Search papers, labs, and topics across Lattice.
The paper addresses the problem of detecting training data contamination in Reinforcement Learning with Verifiable Rewards (RLVR) for reasoning models, where traditional likelihood-based methods are ineffective. They observe that RLVR training leads to a structural convergence in reasoning, causing RL-seen prompts to generate more rigid and similar trajectories compared to unseen prompts. They introduce Min-$k$NN Distance, a black-box detector based on nearest-neighbor edit distances between multiple completions of a prompt, which effectively identifies RLVR training data.
RLVR training leaves a tell-tale sign: prompts encountered during fine-tuning produce unusually similar reasoning trajectories, detectable without access to model internals.
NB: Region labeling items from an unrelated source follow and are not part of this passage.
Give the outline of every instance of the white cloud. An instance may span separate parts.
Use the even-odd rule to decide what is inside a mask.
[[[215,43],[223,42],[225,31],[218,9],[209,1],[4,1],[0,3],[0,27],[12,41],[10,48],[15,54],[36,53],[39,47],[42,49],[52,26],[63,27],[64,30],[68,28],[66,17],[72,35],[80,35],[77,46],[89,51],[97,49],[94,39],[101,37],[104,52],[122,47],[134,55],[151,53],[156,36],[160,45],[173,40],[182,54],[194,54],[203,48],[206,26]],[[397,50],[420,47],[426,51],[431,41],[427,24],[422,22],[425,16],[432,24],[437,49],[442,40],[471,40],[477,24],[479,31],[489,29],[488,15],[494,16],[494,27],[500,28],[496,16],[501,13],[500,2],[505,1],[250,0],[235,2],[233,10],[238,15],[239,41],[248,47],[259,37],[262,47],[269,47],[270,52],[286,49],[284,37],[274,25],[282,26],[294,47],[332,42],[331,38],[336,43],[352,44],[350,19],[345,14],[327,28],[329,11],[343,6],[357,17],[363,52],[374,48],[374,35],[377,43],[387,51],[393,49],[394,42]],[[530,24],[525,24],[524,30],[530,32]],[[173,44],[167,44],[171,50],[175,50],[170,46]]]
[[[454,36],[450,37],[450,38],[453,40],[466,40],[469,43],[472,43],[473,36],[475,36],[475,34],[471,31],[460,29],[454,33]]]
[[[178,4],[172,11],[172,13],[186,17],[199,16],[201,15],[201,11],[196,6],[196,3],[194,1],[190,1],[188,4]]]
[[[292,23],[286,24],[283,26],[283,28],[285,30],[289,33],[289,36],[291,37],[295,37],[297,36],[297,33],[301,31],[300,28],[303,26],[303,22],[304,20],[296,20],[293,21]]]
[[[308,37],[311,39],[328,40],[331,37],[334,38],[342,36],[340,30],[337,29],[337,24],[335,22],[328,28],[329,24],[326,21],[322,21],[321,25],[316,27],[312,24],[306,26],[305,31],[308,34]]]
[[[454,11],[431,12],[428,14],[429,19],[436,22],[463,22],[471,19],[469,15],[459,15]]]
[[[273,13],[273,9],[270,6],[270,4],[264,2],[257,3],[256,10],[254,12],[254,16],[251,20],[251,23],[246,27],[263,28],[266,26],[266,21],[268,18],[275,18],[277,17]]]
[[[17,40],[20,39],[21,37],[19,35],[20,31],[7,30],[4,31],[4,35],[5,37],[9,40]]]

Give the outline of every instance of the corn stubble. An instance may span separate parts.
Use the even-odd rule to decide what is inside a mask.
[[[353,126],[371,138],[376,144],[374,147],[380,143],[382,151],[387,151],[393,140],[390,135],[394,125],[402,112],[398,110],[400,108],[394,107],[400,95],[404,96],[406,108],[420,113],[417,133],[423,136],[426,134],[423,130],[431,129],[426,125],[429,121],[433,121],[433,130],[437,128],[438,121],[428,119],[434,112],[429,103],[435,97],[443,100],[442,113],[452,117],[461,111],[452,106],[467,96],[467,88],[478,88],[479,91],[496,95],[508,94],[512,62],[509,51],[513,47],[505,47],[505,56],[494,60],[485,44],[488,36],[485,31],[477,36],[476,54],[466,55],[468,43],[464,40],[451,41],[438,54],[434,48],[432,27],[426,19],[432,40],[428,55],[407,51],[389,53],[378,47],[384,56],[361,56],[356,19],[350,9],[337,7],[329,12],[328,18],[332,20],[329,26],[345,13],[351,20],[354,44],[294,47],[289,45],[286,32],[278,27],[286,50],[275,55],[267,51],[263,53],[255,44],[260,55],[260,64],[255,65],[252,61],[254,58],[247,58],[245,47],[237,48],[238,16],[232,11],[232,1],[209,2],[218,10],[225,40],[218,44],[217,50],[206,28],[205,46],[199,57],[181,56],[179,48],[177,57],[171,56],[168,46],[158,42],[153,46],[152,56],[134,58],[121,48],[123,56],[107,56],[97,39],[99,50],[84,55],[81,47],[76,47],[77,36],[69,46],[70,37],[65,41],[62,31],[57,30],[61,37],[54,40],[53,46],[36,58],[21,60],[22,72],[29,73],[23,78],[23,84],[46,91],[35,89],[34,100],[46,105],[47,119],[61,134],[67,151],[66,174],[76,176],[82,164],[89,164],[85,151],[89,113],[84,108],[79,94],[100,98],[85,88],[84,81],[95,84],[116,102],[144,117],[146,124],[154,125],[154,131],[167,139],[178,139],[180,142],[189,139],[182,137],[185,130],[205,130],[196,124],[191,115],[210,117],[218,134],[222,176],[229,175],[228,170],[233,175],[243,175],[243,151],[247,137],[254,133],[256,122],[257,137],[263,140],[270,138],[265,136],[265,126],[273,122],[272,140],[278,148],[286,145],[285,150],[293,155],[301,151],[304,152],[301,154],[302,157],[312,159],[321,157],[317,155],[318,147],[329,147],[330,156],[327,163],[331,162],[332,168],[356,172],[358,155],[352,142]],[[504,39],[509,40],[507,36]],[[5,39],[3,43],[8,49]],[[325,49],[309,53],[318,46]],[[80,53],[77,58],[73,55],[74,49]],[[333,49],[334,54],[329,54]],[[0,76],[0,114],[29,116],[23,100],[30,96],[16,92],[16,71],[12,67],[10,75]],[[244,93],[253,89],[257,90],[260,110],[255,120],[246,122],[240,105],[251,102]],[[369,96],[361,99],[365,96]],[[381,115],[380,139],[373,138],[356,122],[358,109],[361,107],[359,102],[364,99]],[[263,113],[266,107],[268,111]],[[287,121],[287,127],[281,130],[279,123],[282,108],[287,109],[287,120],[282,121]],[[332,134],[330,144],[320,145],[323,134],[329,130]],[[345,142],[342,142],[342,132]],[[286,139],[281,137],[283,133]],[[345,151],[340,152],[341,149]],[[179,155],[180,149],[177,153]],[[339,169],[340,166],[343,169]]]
Reinforcement learning with verifiable rewards (RLVR) is central to training modern reasoning models, but the undisclosed training data raises concerns about benchmark contamination. Unlike pretraining methods, which optimize models using token-level probabilities, RLVR fine-tunes models based on reward feedback from self-generated reasoning trajectories, making conventional likelihood-based detection methods less effective. We show that RLVR induces a distinctive behavioral signature: prompts encountered during RLVR training result in more rigid and similar generations, while unseen prompts retain greater diversity. We introduce Min-$k$NN Distance, a simple black-box detector that quantifies this collapse by sampling multiple completions for a given prompt and computing the average of the $k$ smallest nearest-neighbor edit distances. Min-$k$NN Distance requires no access to the reference model or token probabilities. Experiments across multiple RLVR-trained reasoning models show that Min-$k$NN Distance reliably distinguishes RL-seen examples from unseen ones and outperforms existing membership inference and RL contamination detection baselines.